I have a noob question - When finding clusters and producing dimensionality reduction (UMAP for example) in an experiment, is it relevant to regress out the sex of an individual? I don't really see a separation by sex in my samples, but they are so many that maybe there is some and it's just not that obvious. Or maybe these functions (FindClusters, RunUMAP) already take this in consideration??

I am just wondering how much variation could be coming from the sex chromosomes and if people usually take this in consideration (regress it out) since it's not covered in the tutorials seurat provide.

I can just try both and see how different they are, but I am looking for an experienced opinion so that I don't just settle my opinion from what I can see in this dataset (or if I see almost or the same reduction - is it important to keep the regressed version?).

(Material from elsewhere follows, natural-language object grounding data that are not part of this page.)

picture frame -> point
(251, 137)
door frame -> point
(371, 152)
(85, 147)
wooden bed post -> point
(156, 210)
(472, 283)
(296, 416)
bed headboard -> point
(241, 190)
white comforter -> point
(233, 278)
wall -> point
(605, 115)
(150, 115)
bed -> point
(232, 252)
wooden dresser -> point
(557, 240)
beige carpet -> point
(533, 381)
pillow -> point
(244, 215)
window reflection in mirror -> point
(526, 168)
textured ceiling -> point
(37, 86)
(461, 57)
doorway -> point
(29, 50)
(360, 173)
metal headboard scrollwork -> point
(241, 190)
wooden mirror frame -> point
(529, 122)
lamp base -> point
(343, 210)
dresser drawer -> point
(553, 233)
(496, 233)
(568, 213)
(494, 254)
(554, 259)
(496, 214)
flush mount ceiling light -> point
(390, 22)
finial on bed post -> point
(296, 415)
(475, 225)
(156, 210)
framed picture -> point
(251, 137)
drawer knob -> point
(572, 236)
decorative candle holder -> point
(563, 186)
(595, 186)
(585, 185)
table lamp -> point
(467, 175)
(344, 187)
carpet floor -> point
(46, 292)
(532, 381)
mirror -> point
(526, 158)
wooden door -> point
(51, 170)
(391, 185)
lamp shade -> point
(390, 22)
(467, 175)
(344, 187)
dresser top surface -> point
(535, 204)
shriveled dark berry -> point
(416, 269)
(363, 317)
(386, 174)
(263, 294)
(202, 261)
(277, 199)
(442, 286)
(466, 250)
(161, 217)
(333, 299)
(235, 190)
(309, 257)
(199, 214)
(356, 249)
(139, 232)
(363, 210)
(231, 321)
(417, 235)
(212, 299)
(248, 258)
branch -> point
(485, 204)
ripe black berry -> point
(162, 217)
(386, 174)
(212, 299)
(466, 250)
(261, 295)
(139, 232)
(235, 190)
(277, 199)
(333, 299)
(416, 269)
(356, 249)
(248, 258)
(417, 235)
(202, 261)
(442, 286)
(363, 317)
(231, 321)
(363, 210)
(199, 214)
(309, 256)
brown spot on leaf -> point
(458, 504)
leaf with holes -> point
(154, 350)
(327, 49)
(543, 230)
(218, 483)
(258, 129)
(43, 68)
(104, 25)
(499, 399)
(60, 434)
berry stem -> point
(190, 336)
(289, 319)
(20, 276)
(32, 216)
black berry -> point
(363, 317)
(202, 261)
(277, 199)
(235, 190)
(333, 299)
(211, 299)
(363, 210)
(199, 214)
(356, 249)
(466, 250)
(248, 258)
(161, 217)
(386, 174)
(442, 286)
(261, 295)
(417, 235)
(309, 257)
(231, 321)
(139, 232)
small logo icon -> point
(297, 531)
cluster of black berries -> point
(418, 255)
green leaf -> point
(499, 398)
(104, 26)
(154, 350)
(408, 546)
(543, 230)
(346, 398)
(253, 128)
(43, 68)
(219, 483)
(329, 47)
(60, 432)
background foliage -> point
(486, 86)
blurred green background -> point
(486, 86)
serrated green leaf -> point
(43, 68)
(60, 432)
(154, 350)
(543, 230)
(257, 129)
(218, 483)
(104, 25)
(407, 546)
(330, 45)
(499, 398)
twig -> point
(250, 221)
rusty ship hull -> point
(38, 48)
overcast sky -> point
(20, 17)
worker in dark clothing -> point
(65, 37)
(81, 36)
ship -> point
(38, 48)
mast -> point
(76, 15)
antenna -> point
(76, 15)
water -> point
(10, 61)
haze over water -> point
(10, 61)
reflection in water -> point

If you do usually regress this out, is the RegressOut function from Seurat the way to go? If so, could you elaborate on how you scale the data after that?

Thank you!

If you have multiple samples, I suppose you're using some sort of batch correction / integration workflow (maybe even Seurat integration?). Depending on your workflow, the inter-sample differences might already be discarded by the batch correction / integration procedure. What you need to do is look at the sex differences between the samples on the UMAP before and after integration / batch correction. If some clusters do not align between female and male samples, is that what you expect based on the tissue under study? If it's not, try doing pseudo-bulk DGE testing between males and females, maybe there's some unknown biology you've just discovered.